I’m currently 36 weeks (on the month countdown now!) and I apologise for being so absent. I realise I’ve got a lot of catching up to do with so many of your blogs.
Generally speaking, things have been fairly straightforward – I have had to leave work much earlier than expected due to Pelvic Girdle Pain (who thought back pain could be so excruciating…) and have had a few growth scans as the bump has been pretty static over the last month so god knows where this baby is hiding itself, as it seems to be growing satisfactorily!
Every single day though, I count my blessings. I realise how grateful I am that IVF exists; that it was financially accessible to us; that we drew the long straw in the Russian roulette that each cycle is; that despite the few scares along the way, this baby is healthy and is very nearly fully cooked. I will NEVER forget how being a fertility patient feels (I may well be one again sometime in the future), and I find it insulting, the suggestion that that is all in the past and can therefore be dismissed.
Mother-in-law’s little episode came amidst news that the NHS is going to be dramatically cutting funding for fertility treatments. For those of you outside of the UK, the NHS is AMAZING, and we are incredibly lucky to have it. Our tax contributions as a nation fund pretty much entirely free healthcare (I say pretty much as things like prescriptions for medications are charged at around £8.50 flat-rate for each med, and dental treatment again has a flat rate depending on what you’re having done – so these are not free but heavily subsidised). NHS Trusts around different regions of the UK manage their own budgets to an extent, and some novel treatments, like new cancer drugs, and things like fertility investigations/treatments are offered variably, depending on whether they’re deemed to be cost-justified, and this is a postcode lottery. Where I live, I am funded for fertility investigations, but no treatment at all. 20 miles down the road, a couple will get THREE FREE cycles of IVF on the NHS. In another region 7 miles down the road, a couple will get one cycle.

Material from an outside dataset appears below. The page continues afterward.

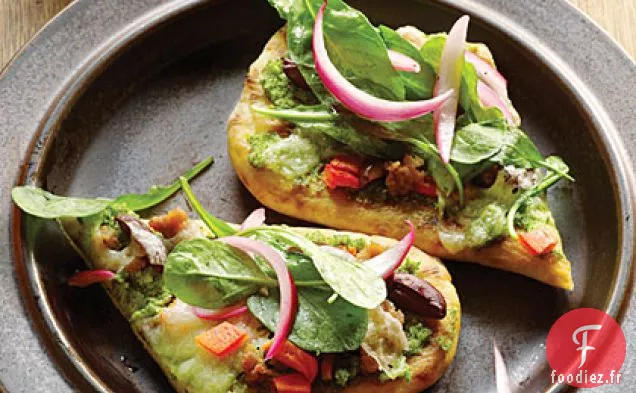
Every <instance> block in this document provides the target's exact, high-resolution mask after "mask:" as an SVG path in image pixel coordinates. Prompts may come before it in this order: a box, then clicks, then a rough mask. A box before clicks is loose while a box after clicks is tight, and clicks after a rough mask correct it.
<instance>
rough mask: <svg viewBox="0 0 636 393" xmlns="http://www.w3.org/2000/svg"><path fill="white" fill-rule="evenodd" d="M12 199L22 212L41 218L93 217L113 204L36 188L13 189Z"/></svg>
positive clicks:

However, with many billions of pounds savings that need to be made, these few areas that do offer IVF currently will likely soon be withdrawing it, as it is classified as “non-essential”.
My husband and I debated the justness of this – why, when a healthy couple who look after themselves and both work and pay into the system, is it fair to be denied access to treatment on the NHS because it’s not clinically necessary for a couple to have a family? Why does an unemployed obese, smoking diabetic get his emphysema, his diabetic complications, his heart disease treated free of charge when he’s made life choices that lead to his clinical condition?
So hard to get your head round, isn’t it?